Leshner’s big idea is that federal research agencies such as the National Science Foundation (NSF) and the National Institutes of Health (NIH) should require grant applicants to provide evidence of quality teaching and mentoring in their proposals. The agencies should then use that information, he says, to determine who gets the money.
It’s what Sally Rockey, president of the Foundation for Food and Agriculture Research in Washington, D.C., and former head of NIH extramural research, calls “social engineering through the pocketbook.” In 2013 Rockey helped NIH launch its Broadening Experiences in Scientific Training (BEST) program, which made 17 awards to improve faculty mentoring skills and professional development training for students.
A former top official at both NSF and NIH, Leshner says such culture change won’t happen overnight. “We’re not totally naïve,” he says. Professional societies and higher education organizations also need to do their part, he says, citing efforts already underway by CGS and the Association of American Universities, which is also examining ways to improve undergraduate STEM education.
Change is possible if there is institutional buy-in, says panelist Keith Yamamoto, vice chancellor for science policy and strategy at the University of California, San Francisco (UCSF), which received one of NIH’s BEST awards. (NIH made only two rounds of 5-year awards and never intended BEST to be an ongoing initiative, but UCSF officials have pledged to continue the program after its NIH grant ends this year.)
Panel members say the increased emphasis on quality mentoring need not become another burden on faculty already struggling to meet the growing demands on their time.
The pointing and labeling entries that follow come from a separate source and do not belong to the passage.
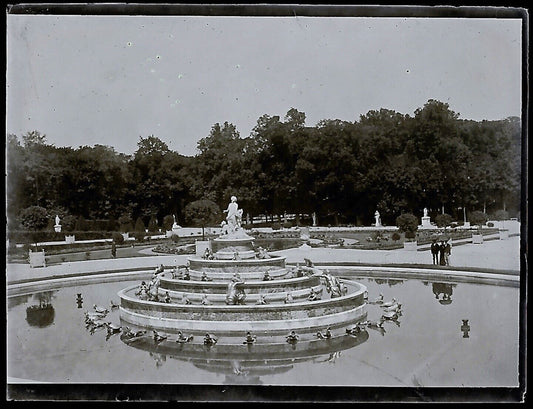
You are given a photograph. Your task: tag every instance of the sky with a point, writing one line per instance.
(109, 80)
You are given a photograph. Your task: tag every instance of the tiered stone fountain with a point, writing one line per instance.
(235, 289)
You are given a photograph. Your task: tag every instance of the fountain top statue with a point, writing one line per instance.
(233, 217)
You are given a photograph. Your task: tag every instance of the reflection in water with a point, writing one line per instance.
(446, 290)
(79, 300)
(389, 281)
(465, 328)
(41, 315)
(246, 363)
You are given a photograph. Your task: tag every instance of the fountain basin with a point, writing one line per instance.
(236, 318)
(252, 287)
(218, 298)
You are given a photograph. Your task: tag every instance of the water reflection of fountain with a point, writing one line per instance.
(42, 314)
(446, 290)
(246, 364)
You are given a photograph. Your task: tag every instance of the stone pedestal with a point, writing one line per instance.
(201, 245)
(175, 229)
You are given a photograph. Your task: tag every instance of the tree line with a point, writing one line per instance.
(342, 171)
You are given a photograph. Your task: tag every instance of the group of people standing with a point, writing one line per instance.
(441, 252)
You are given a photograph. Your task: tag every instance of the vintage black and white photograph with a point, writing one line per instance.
(225, 200)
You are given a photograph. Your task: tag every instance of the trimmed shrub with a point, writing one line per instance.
(34, 218)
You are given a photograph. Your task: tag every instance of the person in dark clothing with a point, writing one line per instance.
(435, 252)
(442, 256)
(447, 253)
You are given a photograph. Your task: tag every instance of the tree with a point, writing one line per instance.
(203, 213)
(34, 218)
(407, 223)
(152, 224)
(139, 225)
(443, 220)
(81, 224)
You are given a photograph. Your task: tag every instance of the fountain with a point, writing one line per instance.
(234, 289)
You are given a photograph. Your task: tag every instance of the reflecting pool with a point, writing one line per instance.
(449, 334)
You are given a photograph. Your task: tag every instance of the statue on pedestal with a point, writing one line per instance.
(175, 225)
(378, 218)
(57, 226)
(234, 215)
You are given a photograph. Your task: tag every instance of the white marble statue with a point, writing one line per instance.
(233, 214)
(378, 219)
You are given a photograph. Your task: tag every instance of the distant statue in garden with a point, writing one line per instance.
(235, 293)
(233, 214)
(378, 218)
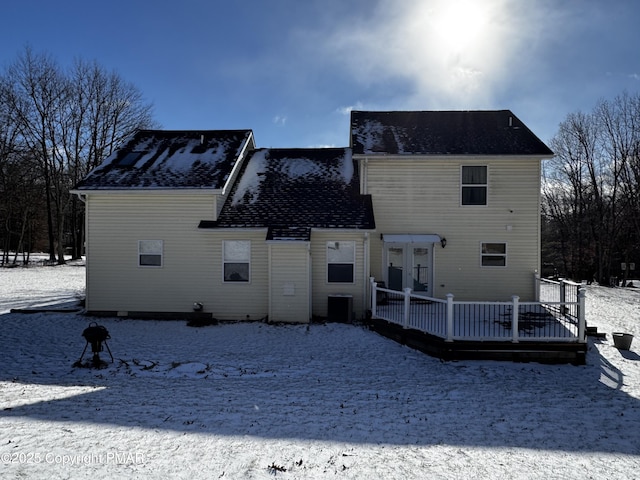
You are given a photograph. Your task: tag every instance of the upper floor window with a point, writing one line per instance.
(341, 262)
(236, 260)
(474, 185)
(493, 254)
(150, 253)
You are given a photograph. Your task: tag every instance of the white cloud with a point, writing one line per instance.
(347, 109)
(448, 53)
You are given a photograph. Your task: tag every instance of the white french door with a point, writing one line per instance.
(409, 265)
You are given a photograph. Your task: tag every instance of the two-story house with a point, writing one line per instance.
(439, 202)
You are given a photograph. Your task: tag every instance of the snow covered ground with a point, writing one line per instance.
(297, 402)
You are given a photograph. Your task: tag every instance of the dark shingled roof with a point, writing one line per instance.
(290, 191)
(162, 159)
(443, 132)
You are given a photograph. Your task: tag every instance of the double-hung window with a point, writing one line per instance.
(236, 260)
(150, 253)
(493, 254)
(474, 185)
(341, 262)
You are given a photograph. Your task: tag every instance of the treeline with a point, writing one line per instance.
(56, 125)
(591, 193)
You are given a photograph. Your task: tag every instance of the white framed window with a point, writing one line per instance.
(493, 254)
(150, 253)
(474, 185)
(236, 260)
(341, 262)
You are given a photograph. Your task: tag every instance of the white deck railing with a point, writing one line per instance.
(512, 321)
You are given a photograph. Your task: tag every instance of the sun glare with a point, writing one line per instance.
(460, 25)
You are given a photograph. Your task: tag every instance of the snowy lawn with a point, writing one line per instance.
(297, 402)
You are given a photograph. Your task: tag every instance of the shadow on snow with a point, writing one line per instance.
(326, 382)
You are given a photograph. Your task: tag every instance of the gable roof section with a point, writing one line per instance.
(165, 159)
(290, 191)
(497, 132)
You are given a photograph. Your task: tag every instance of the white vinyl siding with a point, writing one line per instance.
(289, 280)
(422, 196)
(341, 259)
(192, 266)
(321, 287)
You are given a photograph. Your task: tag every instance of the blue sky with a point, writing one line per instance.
(291, 70)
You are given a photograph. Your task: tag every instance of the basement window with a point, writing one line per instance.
(341, 262)
(236, 260)
(494, 255)
(150, 253)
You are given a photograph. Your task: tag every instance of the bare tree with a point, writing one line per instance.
(68, 122)
(590, 189)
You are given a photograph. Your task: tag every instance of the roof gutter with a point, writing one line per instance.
(148, 191)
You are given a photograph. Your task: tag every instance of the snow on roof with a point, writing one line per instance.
(156, 159)
(497, 132)
(297, 188)
(295, 165)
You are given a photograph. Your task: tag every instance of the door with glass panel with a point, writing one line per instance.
(409, 266)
Leshner says it can even become a recruiting tool. “Schools like UCSF have shown that it’s doable,” he says, “and students might want to take note of institutions that have such programs when they are deciding where to go for graduate school.”
However, the overall impact on research productivity is less clear. “The message seems to be, ‘Keep doing everything you’re doing, but find ways to do it better,’” says a congressional staffer who was briefed on the report but is not authorized to speak on the record. “I don’t see how that is possible unless there’s less emphasis put on the amount of research being done.”
Yamamoto doesn’t agree. He says the key to a student-centered education is not for professors to do less research, but to do it in ways that focus on teaching students the skills and knowledge required to become a practicing scientist.
“Right now we have a flawed set of metrics,” he explains. “We place a priority on being first author in a prestigious journal. If we get rid of those metrics, we can move closer to the core competencies that students need to graduate. And remember, the goal is not to become famous, it’s to discover new knowledge.”